Au coin de la rue Planche-Mibray, le docteur rencontra un fiacre auquel il fit signe de s’arrêter, et dans lequel il monta.

Billot et Pitou prirent place auprès de lui.

— Au collège Louis-le-Grand ! dit Gilbert, et il se jeta dans le fond de la voiture, où il tomba dans une profonde rêverie, que respectèrent Billot et Pitou.

On traversa le Pont-au-Change, on prit la rue de la Cité, la rue Saint-Jacques, et l’on arriva au collège Louis-le-Grand.

Paris était tout frissonnant. La nouvelle était répandue de tous côtés ; les bruits des assassinats de la Grève se mêlaient aux récits glorieux de la prise de la Bastille ; on voyait se refléter sur les visages les diverses impressions que les esprits éprouvaient, éclairs de l’âme qui se trahissaient au dehors.

Gilbert n’avait pas mis la tête à la portière, Gilbert n’avait pas prononcé une parole. Il y a toujours un côté ridicule aux ovations populaires, et Gilbert voyait son triomphe de ce côté-là.

Puis il lui semblait que quelque chose qu’il eût faite pour l’empêcher de couler, quelques gouttes de ce sang répandu rejaillissaient sur lui.

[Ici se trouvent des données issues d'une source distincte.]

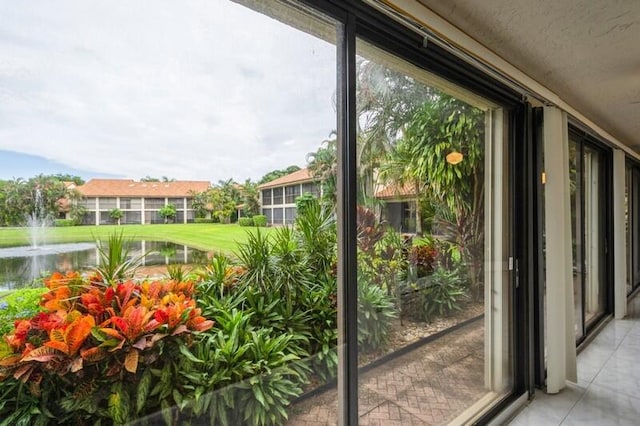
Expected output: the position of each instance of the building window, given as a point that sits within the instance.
(290, 214)
(153, 203)
(131, 217)
(277, 196)
(178, 203)
(311, 188)
(88, 203)
(130, 203)
(107, 203)
(266, 197)
(278, 216)
(268, 214)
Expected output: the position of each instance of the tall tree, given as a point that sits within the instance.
(455, 192)
(386, 100)
(323, 166)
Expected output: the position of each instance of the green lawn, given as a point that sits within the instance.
(204, 236)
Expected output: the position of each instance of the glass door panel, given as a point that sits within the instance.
(594, 291)
(575, 174)
(588, 223)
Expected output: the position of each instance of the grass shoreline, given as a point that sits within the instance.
(202, 236)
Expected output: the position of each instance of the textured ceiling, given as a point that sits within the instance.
(586, 51)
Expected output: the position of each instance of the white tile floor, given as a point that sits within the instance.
(608, 388)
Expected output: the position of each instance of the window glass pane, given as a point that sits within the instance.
(130, 203)
(106, 203)
(131, 217)
(153, 203)
(266, 197)
(278, 216)
(311, 188)
(268, 214)
(292, 192)
(178, 203)
(422, 277)
(290, 215)
(277, 196)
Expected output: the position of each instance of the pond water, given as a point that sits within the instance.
(20, 266)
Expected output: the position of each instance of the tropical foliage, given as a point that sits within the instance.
(94, 350)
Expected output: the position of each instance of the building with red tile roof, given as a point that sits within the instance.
(278, 197)
(399, 209)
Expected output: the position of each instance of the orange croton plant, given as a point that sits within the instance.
(89, 323)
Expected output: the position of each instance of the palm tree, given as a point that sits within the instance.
(323, 165)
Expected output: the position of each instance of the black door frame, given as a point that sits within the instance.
(583, 140)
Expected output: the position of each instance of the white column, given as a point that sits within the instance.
(97, 209)
(184, 210)
(497, 294)
(619, 235)
(560, 310)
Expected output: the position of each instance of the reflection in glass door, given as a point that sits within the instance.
(588, 218)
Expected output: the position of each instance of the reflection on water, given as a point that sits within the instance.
(20, 266)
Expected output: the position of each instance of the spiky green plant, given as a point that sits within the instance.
(115, 261)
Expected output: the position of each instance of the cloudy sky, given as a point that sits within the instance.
(185, 89)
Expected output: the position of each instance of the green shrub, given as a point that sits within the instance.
(203, 220)
(245, 374)
(245, 221)
(375, 314)
(260, 220)
(443, 294)
(20, 304)
(423, 258)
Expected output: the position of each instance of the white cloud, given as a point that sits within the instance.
(191, 90)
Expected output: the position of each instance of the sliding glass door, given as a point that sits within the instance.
(589, 216)
(632, 220)
(434, 304)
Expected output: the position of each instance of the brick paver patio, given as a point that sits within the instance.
(430, 385)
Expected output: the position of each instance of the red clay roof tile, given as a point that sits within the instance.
(131, 188)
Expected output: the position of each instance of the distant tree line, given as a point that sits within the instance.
(18, 197)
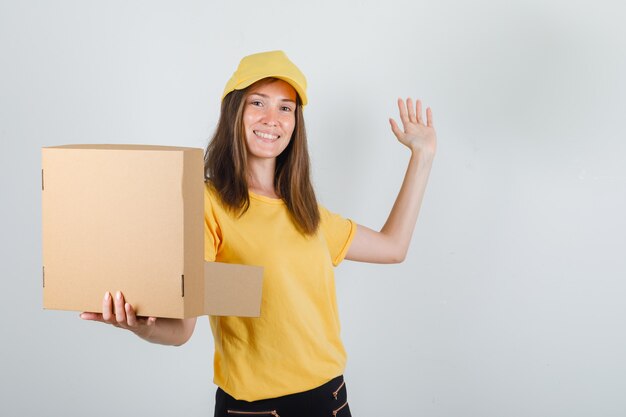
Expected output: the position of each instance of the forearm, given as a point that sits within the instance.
(164, 331)
(398, 228)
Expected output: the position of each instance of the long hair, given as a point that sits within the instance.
(225, 164)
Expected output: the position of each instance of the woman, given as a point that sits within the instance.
(260, 209)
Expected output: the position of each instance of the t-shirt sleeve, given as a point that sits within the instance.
(338, 232)
(212, 234)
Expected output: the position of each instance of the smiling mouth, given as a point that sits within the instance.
(266, 136)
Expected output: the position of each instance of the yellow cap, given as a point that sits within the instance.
(255, 67)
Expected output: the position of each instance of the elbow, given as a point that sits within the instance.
(398, 256)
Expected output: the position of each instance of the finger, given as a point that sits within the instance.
(131, 318)
(404, 118)
(91, 316)
(394, 128)
(107, 315)
(409, 106)
(120, 314)
(418, 106)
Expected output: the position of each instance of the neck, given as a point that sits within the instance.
(261, 176)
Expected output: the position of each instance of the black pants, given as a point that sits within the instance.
(328, 400)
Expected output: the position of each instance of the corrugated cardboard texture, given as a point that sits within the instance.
(115, 217)
(130, 218)
(233, 290)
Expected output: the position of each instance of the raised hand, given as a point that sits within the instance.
(414, 133)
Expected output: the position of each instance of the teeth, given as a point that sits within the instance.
(265, 135)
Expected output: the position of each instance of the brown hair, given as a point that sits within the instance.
(225, 164)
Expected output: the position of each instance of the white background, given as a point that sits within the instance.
(511, 301)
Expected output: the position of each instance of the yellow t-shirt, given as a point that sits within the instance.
(295, 345)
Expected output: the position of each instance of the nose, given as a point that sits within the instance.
(270, 116)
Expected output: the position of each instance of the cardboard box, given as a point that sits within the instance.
(130, 218)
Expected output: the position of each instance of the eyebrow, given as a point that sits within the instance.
(266, 96)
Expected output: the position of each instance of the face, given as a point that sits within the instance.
(269, 117)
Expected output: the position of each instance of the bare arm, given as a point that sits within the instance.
(391, 243)
(117, 312)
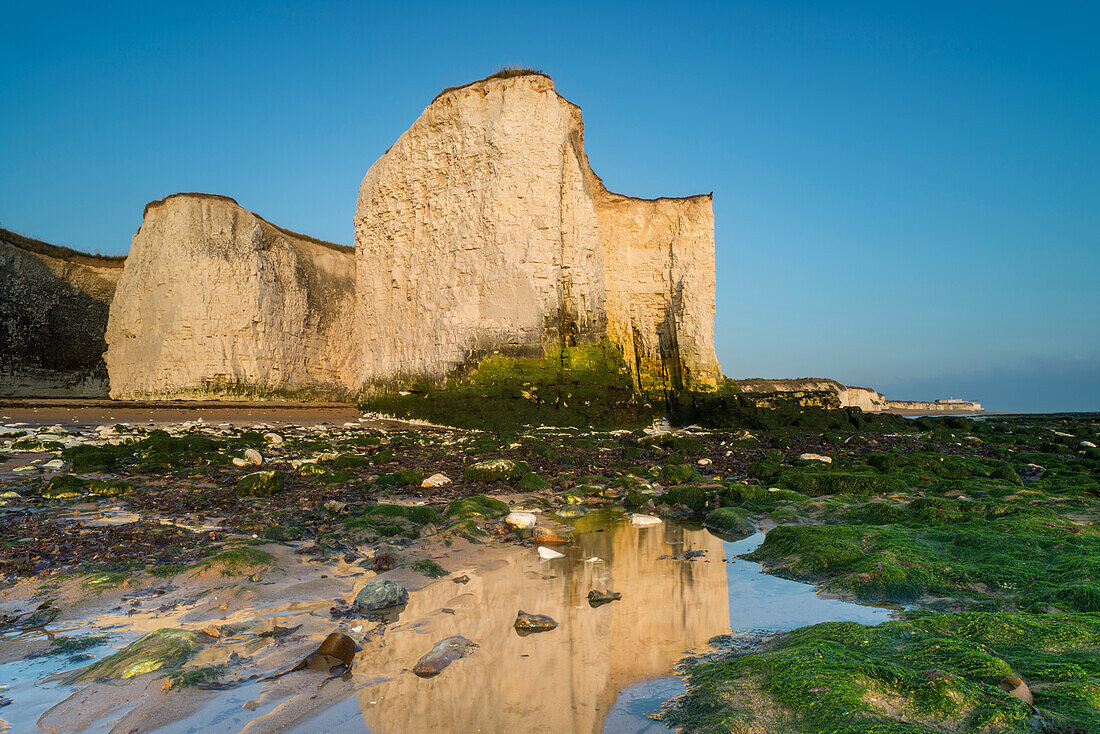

Le docteur descendit à la porte du collège, et fit signe à Billot de le suivre.

Quant à Pitou, il resta discrètement dans le fiacre.

Sébastien était encore à l’infirmerie ; le principal en personne, à l’annonce de l’arrivée du docteur Gilbert, l’introduisit lui-même.

Billot qui, si peu observateur qu’il fût, connaissait le caractère du père et du fils. Billot examina avec attention la scène qui se passait sous ses yeux.

Autant l’enfant s’était montré faible, irritable, nerveux dans le désespoir, autant il se montra calme et réservé dans la joie.

En apercevant son père il pâlit, la parole lui manqua. Un petit frémissement courut sur ses lèvres.

Puis il vint se jeter au cou de Gilbert avec un seul cri de joie qui ressemblait à un cri de douleur, et le tint silencieusement enchaîné dans ses bras.